Independent of the consideration of Roman usage, it is unquestionable that the funeral pile must have been in use in the British Isles for many generations before the era of the Roman Invasion, if not indeed before that of Rome's mythic founder. But the evidence of the Scottish tumuli, while it proves the ancient practice of cremation, shows also the contemporaneous custom of inhumation; nor is it possible, so far as I can see, to determine from the amount of evidence yet obtained, that one of these was esteemed more honourable than the other.[56] It is not, indeed, uncommon for the larger tumuli to contain a single cist, with the inhumed remains untouched by fire, and around it, at irregular intervals, several cinerary urns, sometimes varying in size and style, but all containing the half-burned bones and ashes of the dead. The inference which such an arrangement suggests would seem to point to inhumation as the more honourable rite; but even where either inhumation or cremation has been the sole mode of disposing of the bodies, we still detect obvious marks of distinction, and of superior honours conferred on one or more of the occupants of the tumulus. In one of the largest of a numerous group of tumuli near Stromness, in Orkney, which was opened by the Rev. Charles Clouster, minister of Sandwick, in 1835, evidences of six separate interments were found, all so disposed on the original soil, and in contact with each other, as scarcely to admit of doubt that the whole had taken place prior to the formation of the earthen mound beneath which they lay. Two large and carefully constructed cists occupied the centre, and contained burnt bones, but without urns; while around these were four other cists, extremely rude, and greatly inferior both in construction and dimensions. In such we probably should recognise the family cemetery,—the two larger and more important cists containing, it may be, the chief and his wife, and the surrounding ones their children, or favourite dependents, or perhaps their slaves.
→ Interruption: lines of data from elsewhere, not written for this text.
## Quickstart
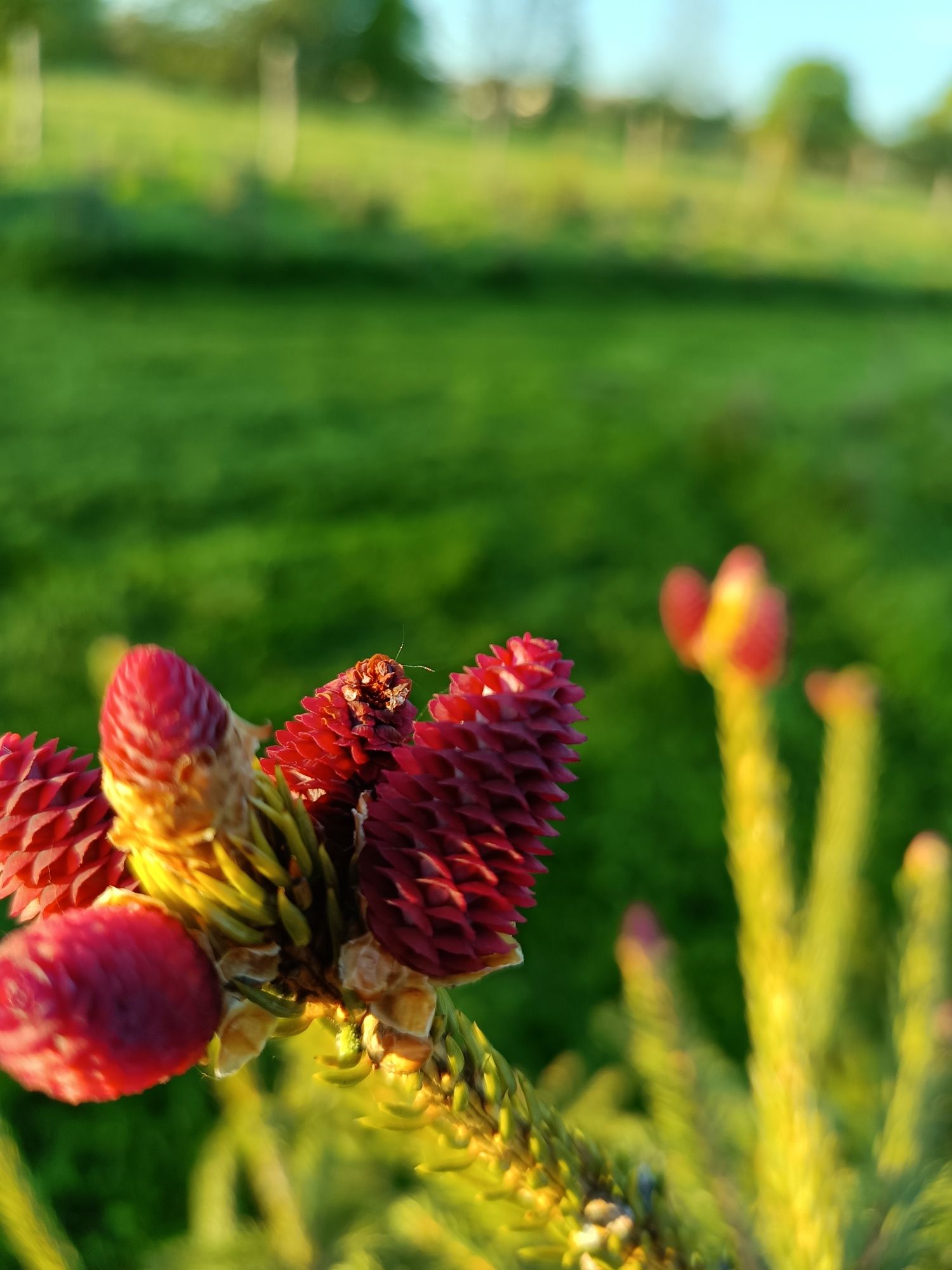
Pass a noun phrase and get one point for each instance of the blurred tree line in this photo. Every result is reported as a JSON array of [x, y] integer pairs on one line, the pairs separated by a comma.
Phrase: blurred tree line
[[527, 64]]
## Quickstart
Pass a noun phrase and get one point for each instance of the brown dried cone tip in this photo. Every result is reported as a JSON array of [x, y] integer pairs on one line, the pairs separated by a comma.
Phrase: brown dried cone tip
[[337, 750], [55, 825]]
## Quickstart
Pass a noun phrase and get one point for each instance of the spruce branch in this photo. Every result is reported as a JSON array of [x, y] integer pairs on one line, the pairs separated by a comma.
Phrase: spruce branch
[[847, 704], [30, 1229], [800, 1219], [597, 1212]]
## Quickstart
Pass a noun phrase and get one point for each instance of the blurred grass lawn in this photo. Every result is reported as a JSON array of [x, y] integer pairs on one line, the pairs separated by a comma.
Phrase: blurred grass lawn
[[441, 178], [279, 483]]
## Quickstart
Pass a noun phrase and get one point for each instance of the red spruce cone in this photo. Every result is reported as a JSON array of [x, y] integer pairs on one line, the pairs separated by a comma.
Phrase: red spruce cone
[[105, 1001], [343, 741], [54, 830], [177, 761], [761, 647], [685, 600], [158, 709], [453, 838]]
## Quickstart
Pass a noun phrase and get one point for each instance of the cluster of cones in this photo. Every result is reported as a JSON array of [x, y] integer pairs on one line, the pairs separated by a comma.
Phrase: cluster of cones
[[187, 890]]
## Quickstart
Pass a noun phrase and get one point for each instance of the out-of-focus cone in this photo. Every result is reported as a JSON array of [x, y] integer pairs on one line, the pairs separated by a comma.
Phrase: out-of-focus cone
[[55, 826], [105, 1001]]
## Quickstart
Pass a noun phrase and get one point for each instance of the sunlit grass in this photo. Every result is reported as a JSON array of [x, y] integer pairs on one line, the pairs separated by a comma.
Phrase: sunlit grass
[[446, 178]]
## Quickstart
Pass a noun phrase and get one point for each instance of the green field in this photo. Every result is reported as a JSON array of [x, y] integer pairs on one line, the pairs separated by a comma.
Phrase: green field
[[277, 483], [449, 184]]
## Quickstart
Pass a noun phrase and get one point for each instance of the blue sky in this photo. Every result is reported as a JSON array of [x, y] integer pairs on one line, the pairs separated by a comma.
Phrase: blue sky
[[899, 55]]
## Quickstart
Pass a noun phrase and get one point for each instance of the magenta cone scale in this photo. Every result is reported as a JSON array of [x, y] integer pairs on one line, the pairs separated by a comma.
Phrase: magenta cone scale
[[454, 838], [55, 850], [105, 1001]]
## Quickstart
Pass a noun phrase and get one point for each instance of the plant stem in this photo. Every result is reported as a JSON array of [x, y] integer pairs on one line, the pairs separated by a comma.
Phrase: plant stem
[[799, 1215], [840, 848], [31, 1230]]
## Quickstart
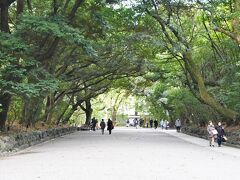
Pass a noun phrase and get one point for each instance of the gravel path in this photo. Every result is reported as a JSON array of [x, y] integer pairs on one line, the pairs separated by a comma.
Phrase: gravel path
[[127, 154]]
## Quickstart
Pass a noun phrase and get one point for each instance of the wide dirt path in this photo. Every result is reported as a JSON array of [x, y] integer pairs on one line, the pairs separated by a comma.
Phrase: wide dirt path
[[127, 154]]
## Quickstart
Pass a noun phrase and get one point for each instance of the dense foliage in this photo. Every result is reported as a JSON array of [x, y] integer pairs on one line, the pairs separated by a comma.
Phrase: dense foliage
[[181, 57]]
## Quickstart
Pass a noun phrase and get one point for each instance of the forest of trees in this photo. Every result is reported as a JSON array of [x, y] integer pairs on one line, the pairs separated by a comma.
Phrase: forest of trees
[[56, 56]]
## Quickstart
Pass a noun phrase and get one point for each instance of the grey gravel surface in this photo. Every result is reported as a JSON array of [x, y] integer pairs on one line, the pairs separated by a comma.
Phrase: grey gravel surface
[[127, 154]]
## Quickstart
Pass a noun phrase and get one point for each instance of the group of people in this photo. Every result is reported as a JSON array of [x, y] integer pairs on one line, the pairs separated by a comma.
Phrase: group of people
[[94, 125], [109, 125], [215, 132]]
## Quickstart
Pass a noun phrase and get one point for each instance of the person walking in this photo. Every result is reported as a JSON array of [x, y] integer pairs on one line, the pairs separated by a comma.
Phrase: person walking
[[178, 125], [155, 124], [151, 123], [220, 134], [165, 124], [94, 122], [110, 126], [102, 125], [136, 123], [162, 124], [212, 132]]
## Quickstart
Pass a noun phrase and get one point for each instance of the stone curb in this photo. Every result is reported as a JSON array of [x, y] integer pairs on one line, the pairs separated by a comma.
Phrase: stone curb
[[233, 137], [15, 142]]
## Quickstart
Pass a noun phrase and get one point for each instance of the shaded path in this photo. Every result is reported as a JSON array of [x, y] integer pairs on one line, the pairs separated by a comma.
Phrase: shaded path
[[127, 154]]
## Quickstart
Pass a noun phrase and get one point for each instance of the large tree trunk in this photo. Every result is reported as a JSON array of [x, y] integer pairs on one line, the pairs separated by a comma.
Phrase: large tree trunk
[[88, 111], [206, 97], [20, 7], [49, 105], [4, 27], [5, 100]]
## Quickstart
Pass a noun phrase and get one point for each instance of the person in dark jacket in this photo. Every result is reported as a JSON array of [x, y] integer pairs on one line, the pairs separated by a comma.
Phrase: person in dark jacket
[[94, 122], [102, 125], [220, 134], [110, 126], [151, 123], [155, 124]]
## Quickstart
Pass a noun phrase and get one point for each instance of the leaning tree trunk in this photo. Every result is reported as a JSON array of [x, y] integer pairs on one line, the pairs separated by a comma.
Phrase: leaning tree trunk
[[206, 97], [4, 27], [88, 111], [5, 100]]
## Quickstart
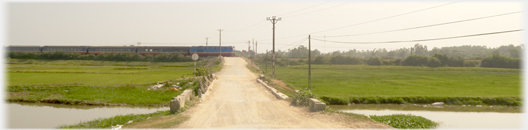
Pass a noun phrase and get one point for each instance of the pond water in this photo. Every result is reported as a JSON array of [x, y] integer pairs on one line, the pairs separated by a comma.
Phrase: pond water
[[449, 117], [40, 115]]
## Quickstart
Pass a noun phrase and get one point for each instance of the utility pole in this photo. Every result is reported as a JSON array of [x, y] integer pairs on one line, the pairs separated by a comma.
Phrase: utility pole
[[253, 40], [265, 62], [273, 20], [220, 42], [324, 49], [309, 63]]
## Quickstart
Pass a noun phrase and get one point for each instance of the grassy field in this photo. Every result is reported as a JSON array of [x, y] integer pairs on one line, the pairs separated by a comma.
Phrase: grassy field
[[86, 82], [401, 121], [356, 82], [29, 72]]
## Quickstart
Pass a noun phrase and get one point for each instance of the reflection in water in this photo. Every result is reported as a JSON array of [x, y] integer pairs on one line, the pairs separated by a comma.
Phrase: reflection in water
[[450, 117], [40, 115]]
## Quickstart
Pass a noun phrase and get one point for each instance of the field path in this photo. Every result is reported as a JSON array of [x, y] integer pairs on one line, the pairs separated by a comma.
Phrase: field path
[[238, 101]]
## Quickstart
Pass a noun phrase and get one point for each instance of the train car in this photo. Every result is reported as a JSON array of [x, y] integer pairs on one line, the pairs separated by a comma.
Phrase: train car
[[111, 49], [162, 49], [76, 49], [23, 48], [212, 50]]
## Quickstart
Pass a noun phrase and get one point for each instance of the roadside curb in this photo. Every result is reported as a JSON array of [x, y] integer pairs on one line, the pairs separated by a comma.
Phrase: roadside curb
[[274, 91]]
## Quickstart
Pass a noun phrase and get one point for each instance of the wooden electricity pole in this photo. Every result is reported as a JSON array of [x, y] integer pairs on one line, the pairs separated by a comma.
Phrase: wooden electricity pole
[[309, 64], [273, 20]]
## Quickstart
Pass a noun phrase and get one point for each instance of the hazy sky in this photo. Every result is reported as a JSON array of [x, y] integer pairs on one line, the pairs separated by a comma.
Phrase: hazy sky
[[189, 23]]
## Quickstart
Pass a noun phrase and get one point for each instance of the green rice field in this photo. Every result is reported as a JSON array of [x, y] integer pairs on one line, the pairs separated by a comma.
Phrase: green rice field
[[30, 72]]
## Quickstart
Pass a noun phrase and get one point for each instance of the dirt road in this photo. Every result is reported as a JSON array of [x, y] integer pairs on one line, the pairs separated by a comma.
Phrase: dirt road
[[238, 101]]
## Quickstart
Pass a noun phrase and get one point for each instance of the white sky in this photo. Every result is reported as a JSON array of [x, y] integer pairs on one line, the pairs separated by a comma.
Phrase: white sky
[[189, 23]]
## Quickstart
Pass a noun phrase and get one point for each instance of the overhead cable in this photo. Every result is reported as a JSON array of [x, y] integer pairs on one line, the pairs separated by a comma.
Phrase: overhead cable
[[420, 10], [421, 40], [432, 25]]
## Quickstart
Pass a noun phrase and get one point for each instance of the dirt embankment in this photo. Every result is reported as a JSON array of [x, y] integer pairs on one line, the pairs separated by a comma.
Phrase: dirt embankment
[[238, 101]]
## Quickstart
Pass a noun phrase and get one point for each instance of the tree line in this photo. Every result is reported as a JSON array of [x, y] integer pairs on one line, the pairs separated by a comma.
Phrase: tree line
[[465, 52], [419, 57], [59, 55]]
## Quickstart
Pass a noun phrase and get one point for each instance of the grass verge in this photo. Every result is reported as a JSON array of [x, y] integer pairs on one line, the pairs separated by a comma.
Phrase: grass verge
[[402, 121]]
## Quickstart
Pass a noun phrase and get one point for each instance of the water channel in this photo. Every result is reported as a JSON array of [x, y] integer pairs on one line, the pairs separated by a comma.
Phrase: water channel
[[449, 117], [40, 115]]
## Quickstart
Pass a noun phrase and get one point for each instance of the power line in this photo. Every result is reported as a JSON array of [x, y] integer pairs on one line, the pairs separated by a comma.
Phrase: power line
[[371, 20], [432, 39], [295, 43], [425, 26], [303, 9]]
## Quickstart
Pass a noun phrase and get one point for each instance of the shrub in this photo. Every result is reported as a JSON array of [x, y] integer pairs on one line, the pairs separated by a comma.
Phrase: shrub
[[433, 62], [498, 61], [374, 61], [345, 60], [415, 60], [471, 63], [319, 60]]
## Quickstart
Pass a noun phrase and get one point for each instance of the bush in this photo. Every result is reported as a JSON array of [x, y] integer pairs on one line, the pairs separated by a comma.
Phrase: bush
[[397, 62], [433, 62], [415, 60], [302, 97], [471, 63], [320, 60], [402, 121], [374, 61], [498, 61]]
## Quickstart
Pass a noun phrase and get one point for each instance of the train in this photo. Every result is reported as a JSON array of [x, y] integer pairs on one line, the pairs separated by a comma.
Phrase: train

One of the most interesting examples which have been accurately observed of simple interment accompanied with urns and relics entirely belonging to the primitive period, was discovered on the opening of a small tumulus in the parish of Cruden, Aberdeenshire. Within it was found a cist containing two skeletons nearly entire. One of these was that of an adult, while the other appeared to have been a youth of twelve or thirteen years of age, in addition to which there were also portions of the skeleton of a dog. Beside them stood two rude clay urns, slightly ornamented with encircling lines, but containing no incinerated remains; and within the cist were found seven flint arrow-heads, two flint knives, and a polished stone, similar to one now in the Scottish Museum, which is described in a succeeding chapter. It is slightly convex on one side, and concave on the other, with small holes drilled at the four corners, by which it would seem to have been attached, most probably, to the dress, as an article of personal adornment. These curious relics are now in the collection of Adam Arbuthnot, Esq., of Peterhead.